Although hunebed D40 Emmerveld Southeast today presents a splendid profile with two enormous capstones resting on four sidestones—of probably similar size—and a stone entranceway, it was not always so.
When the hunebed was originally built, these stones were simply the superstructure of the passage grave: all the spaces between the sidestones were packed with smaller stones and the entire structure was buried under an artificial mound of sand and turf.
As recently as 1918, when this hunebed was investigated by noted Dutch archaeologist Albert van Giffen, it was still partly covered over. Disappointingly, this hunebed revealed very few artefacts: just a few loose potsherds and three stone tools. In the decades since, the covering mound has been stripped away.
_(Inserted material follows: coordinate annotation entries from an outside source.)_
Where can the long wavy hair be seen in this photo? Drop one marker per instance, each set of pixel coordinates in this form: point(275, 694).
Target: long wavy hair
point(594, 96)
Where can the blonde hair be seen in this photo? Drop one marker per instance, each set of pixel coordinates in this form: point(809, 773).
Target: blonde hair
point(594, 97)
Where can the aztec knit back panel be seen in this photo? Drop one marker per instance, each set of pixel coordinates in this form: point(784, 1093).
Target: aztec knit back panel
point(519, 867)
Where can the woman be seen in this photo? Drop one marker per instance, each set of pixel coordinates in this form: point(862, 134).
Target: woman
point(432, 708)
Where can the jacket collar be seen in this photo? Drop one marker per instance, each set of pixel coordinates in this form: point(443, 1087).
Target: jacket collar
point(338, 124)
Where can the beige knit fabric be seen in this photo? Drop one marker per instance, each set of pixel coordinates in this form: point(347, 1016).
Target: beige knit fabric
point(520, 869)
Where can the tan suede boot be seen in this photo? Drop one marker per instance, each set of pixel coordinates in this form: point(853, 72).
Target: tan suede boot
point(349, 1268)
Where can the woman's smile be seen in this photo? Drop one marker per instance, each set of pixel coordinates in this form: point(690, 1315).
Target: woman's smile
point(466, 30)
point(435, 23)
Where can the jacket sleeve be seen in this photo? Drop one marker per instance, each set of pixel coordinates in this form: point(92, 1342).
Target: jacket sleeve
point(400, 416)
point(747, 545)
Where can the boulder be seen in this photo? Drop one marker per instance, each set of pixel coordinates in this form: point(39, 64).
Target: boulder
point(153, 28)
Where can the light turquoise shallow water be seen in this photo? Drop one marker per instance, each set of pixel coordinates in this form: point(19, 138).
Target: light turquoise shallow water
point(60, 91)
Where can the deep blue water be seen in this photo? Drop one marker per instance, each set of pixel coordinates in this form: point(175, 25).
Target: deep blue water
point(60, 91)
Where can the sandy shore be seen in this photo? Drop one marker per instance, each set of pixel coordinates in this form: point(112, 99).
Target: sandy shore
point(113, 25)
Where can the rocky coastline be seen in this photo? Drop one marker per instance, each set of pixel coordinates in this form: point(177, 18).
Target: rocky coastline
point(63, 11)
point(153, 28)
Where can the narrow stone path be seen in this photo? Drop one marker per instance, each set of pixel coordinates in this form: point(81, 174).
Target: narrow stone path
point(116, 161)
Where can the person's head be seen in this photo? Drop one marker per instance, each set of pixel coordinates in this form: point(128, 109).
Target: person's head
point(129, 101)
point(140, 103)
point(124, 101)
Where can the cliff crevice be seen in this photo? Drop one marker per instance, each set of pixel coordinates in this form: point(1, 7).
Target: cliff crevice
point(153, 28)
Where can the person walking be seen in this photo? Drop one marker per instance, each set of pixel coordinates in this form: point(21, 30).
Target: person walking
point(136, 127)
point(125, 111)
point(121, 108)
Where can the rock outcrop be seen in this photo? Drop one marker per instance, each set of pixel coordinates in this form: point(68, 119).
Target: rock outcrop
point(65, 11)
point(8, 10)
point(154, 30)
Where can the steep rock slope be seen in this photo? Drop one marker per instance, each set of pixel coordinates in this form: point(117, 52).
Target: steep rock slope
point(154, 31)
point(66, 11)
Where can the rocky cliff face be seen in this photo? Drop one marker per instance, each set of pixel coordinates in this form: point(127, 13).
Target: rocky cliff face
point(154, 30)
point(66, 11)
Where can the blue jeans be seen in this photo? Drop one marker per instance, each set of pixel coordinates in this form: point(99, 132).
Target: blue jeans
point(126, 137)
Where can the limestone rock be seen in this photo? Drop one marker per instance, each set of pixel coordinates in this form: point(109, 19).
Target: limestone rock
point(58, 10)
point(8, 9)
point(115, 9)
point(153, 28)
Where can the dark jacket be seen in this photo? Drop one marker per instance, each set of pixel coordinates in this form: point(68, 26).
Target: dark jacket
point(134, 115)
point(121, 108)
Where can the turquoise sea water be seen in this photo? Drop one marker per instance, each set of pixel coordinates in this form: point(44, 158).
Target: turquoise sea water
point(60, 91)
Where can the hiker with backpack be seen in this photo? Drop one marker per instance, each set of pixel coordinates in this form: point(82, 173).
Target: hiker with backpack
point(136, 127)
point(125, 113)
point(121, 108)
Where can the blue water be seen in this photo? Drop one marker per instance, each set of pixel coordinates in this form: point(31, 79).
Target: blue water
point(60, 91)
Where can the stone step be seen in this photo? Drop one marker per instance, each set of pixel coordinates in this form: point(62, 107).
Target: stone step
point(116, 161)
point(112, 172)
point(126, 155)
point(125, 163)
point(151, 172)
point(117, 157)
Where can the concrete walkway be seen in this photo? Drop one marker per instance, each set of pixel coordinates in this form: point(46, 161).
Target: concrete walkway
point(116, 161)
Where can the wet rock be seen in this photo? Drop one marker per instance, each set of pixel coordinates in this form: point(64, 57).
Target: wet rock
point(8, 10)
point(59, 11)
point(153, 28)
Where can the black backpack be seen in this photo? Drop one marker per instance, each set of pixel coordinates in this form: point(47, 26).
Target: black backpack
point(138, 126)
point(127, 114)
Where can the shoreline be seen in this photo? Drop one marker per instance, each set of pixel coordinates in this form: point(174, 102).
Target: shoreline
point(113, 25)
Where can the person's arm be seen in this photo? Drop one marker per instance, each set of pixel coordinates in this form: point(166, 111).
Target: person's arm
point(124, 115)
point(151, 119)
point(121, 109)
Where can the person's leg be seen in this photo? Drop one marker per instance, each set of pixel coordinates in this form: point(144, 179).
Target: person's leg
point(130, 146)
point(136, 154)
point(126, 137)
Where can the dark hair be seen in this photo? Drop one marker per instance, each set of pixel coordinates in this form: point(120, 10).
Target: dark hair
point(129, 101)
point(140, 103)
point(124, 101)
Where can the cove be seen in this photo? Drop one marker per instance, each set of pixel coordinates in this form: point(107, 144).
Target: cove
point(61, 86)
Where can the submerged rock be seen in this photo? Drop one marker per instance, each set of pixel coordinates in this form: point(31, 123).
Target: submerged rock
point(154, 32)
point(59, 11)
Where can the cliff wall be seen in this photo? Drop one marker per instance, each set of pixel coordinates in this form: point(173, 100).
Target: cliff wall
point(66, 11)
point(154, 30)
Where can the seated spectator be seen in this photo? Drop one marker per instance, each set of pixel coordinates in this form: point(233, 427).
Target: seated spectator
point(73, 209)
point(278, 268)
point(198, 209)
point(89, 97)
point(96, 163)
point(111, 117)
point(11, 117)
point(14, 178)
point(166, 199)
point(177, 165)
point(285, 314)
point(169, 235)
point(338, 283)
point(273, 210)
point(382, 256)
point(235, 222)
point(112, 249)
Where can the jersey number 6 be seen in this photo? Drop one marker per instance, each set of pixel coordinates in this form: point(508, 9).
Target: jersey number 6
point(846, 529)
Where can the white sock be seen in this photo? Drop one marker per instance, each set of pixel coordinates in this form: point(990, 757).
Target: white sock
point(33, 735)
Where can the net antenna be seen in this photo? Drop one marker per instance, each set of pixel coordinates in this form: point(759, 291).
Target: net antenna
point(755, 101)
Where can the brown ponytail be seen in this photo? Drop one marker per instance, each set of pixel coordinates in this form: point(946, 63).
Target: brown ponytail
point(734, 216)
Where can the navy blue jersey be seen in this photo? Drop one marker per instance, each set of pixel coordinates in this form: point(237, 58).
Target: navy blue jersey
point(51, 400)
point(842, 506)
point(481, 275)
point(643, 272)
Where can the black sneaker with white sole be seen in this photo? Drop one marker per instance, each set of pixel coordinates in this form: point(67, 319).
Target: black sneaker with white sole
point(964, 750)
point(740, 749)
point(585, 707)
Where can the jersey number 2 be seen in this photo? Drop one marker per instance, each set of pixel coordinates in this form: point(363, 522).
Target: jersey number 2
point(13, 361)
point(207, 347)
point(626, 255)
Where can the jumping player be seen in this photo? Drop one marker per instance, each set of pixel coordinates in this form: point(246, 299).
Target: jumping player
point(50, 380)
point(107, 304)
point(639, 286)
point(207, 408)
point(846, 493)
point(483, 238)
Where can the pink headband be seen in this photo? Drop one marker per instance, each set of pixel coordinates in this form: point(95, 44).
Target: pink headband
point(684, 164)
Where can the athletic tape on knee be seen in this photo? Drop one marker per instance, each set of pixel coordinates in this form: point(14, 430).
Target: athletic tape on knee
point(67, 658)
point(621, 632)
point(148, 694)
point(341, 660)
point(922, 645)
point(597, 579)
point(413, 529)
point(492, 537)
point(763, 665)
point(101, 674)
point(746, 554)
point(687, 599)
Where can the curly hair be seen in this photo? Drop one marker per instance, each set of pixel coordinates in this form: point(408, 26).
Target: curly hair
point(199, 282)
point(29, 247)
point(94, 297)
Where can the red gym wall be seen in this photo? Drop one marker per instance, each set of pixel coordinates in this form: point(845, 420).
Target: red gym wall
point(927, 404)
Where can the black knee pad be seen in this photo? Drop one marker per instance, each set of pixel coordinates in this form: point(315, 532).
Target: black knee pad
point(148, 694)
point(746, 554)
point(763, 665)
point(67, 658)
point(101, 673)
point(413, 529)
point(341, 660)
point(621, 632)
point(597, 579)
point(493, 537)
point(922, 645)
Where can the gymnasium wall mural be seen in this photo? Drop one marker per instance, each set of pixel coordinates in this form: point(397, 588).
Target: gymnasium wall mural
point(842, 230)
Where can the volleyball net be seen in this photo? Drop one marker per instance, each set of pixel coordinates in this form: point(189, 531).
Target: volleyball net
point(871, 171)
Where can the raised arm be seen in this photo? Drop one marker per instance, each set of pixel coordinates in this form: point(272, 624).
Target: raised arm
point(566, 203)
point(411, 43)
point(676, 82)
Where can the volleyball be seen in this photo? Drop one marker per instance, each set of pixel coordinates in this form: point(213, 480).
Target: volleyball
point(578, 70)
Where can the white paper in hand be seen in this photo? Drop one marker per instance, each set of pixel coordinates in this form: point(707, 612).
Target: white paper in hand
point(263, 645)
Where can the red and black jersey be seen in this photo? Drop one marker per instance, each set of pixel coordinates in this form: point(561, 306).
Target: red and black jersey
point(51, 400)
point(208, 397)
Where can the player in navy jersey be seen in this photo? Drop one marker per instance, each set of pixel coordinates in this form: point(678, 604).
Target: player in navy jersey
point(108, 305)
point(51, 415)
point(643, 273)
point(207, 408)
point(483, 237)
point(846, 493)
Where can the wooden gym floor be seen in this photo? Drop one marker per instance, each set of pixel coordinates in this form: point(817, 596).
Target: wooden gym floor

This splendid megalith can easily be reached on foot from Emmen Station. Head north along Weerdingerstraat for about 250 metres then follow the 3rd road on the left, Walstraat, to its intersection with Noordeinde at the western boundary of Emmen. Turn to the right and follow Nordeinde (which changes its name to Odoorneweg on the way) to a roundabout, where it is joined on the right by Valtherzandweg. Continue along Odoorneweg past the roundabout for 200 metres till you come upon a tree-lined farm track on your right (heading roughly north). There are prominent 'Hunebed' signs at the start of this track, so you can't miss it. What follows is a pleasant woodland walk of about 700 metres to the clearing which contains hunebed D40 Emmerveld. The surroundings are delightful, consisting of open woodland and heather.
One of a trio of hunebedden, D38 and D39 lie just a few metres away in the same clearing.
D40 is the most impressive of this trio of 'grafheuvels' in the Valther Forest just north of Emmen. It would be a fairly long walk to them from the road, so risking the wrath of the forest ranger and being completely unable to read the signs, I drove up the sandy forest track until we found them in a bright forest clearing.
You approach D40 first, which is the most complete of the trio. Two great capstones are supported by six sidestones which seemed to us to have more beneath the ground level than above.
Strike off to the west for 20 metres through the low growing heathers and you find D38 and D39.
All three have distinct round raised ringed walls of sand hinting at the size and scale of what once must've been quite a necropolis of round barrows.